Over the years I have frequently found that rape victims and those with CSA may take the first step in approaching their experience by coming to therapy. In these cases, however, engagement is fragile and they are very easily frightened off by even the most circuitous explanation of the reasons why they feel as they do – in terms of mechanisms of memory in trauma and the rationale underpinning the approaches to treatment.  More often than not, I have found that engagement is swiftly secured, and subsequent explanation made possible, if I can assure the client at the outset that “you can speak as much or as little about the experience as you wish. I do not need you to tell me the details unless you feel you want to. This is the most private therapy you will ever know. All I need you to do is to help me to understand the circumstances or the setting of the attack and help me track any changes as we work, whether in imagination, physical or emotional sensation– without telling me the nature of that change.” Working with minimal narrative can be like flying blind, as there is often no verbal feedback from the client beyond a nod or a grunt, alterations in body tension or increased rate of breathing, until after they indicate cessation.

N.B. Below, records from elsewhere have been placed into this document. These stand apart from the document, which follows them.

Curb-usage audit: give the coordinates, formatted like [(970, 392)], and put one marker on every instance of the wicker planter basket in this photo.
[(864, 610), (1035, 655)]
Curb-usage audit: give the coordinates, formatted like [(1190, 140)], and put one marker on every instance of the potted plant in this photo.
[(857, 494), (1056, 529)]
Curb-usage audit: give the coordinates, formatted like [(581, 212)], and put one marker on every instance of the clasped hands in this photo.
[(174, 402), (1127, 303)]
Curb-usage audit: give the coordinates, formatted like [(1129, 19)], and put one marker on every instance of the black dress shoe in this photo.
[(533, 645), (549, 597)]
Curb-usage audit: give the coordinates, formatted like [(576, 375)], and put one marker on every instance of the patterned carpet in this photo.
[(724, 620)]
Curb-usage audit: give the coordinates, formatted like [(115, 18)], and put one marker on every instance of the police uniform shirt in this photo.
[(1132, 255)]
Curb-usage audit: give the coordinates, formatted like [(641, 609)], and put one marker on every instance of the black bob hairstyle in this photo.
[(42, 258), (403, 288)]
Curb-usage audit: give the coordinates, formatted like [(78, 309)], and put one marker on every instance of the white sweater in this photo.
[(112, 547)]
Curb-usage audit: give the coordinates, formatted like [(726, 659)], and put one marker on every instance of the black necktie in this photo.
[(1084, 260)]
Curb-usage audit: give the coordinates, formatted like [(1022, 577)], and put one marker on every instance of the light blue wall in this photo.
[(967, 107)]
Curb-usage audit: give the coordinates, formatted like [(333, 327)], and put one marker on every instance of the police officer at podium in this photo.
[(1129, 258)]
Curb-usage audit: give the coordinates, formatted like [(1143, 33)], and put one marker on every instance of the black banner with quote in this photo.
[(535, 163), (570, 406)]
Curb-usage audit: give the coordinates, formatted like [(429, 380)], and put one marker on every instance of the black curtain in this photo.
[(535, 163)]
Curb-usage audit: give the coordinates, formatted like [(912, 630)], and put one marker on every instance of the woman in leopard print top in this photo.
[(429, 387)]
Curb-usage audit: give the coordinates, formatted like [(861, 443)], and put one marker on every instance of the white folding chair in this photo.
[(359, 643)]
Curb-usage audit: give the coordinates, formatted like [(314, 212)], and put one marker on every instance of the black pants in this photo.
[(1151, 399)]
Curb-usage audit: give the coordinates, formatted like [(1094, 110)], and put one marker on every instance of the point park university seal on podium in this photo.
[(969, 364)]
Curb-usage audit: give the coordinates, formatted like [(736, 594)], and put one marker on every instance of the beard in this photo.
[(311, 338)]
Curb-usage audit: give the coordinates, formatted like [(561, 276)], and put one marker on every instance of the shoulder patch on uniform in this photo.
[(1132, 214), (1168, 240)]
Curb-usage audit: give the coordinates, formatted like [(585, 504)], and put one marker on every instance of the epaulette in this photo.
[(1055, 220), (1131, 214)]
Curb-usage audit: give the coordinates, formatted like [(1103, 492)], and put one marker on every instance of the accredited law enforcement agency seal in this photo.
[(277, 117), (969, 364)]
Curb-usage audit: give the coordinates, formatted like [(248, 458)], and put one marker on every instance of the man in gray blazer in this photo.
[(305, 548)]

Taking this approach, I find that I am able to more safely outline the rationale for treatment. Once the approach is understood, with a little minimal narrative and some guessing on the part of the therapist, identifying the positive and negative cognitions becomes possible through discussion and agreement. The subsequent processing is frequently very rapid and completed in no more than one session, as if the material was waiting to come.

CASE 1: Jenine  - Victim of  Child Sexual Abuse (CSA)

To give a recent example, a 31 year old woman had been persuaded with great difficulty by friends to attend therapy, only to disengage after the first session. When she returned a year later, following the death of her older sister, she remembered the details she had been given at the previous meeting a year before, relating to mechanisms of memory and the rationale for the treatment approach using EMDR. However, she felt entirely unable to speak about her experience until I assured her there was no need to give me more than a skeletal outline to work on with her. It was then clear that we had a more solid engagement. Despite wanting to avoid, she returned the following week and, though very apprehensive, was able to identify negative and positive cognitions and to process through rapidly the CSA by a cousin of which she had never spoken before to anyone. The intrusions from that experience had disrupted each sexual relationship she had had thereafter. Following one session of therapy she reported an absence of all intrusions and she felt able to speak about the abuse in some detail without distress, indicating that the rapid processing was real and effective, rather than associated with dissociation.  Clearly in this case there was some initial degree of approach to the fear. The balance was, I feel, tipped towards a greater feeling of control and hence ability to trust and engage, by the assurance that in the absence of the requirement to speak in any detail about the experience, she need not fear being overwhelmed by her emotions.

Case 2: Ruth - Borderline Personality Disorder – Repeat Offender –

Avoidance & the Absence of Explicit Negative and Positive Cognitions

Another, perhaps more striking experience of working with avoidance based minimal narrative  was the case of  “Ruth”, a 19 year old girl with borderline personality disorder who had been involved in theft since the age of 12 , following the death of her much loved grandmother . She had served 3 custodial sentences, the last of which followed an incident in which she held support staff as hostages over several hours. She was to be with us at the hospital for no more than three months prior to placement in a probation hostel. The providers were unmoved by our protests that we needed time to resource the patient prior to treatment. She would be moved, treated or not.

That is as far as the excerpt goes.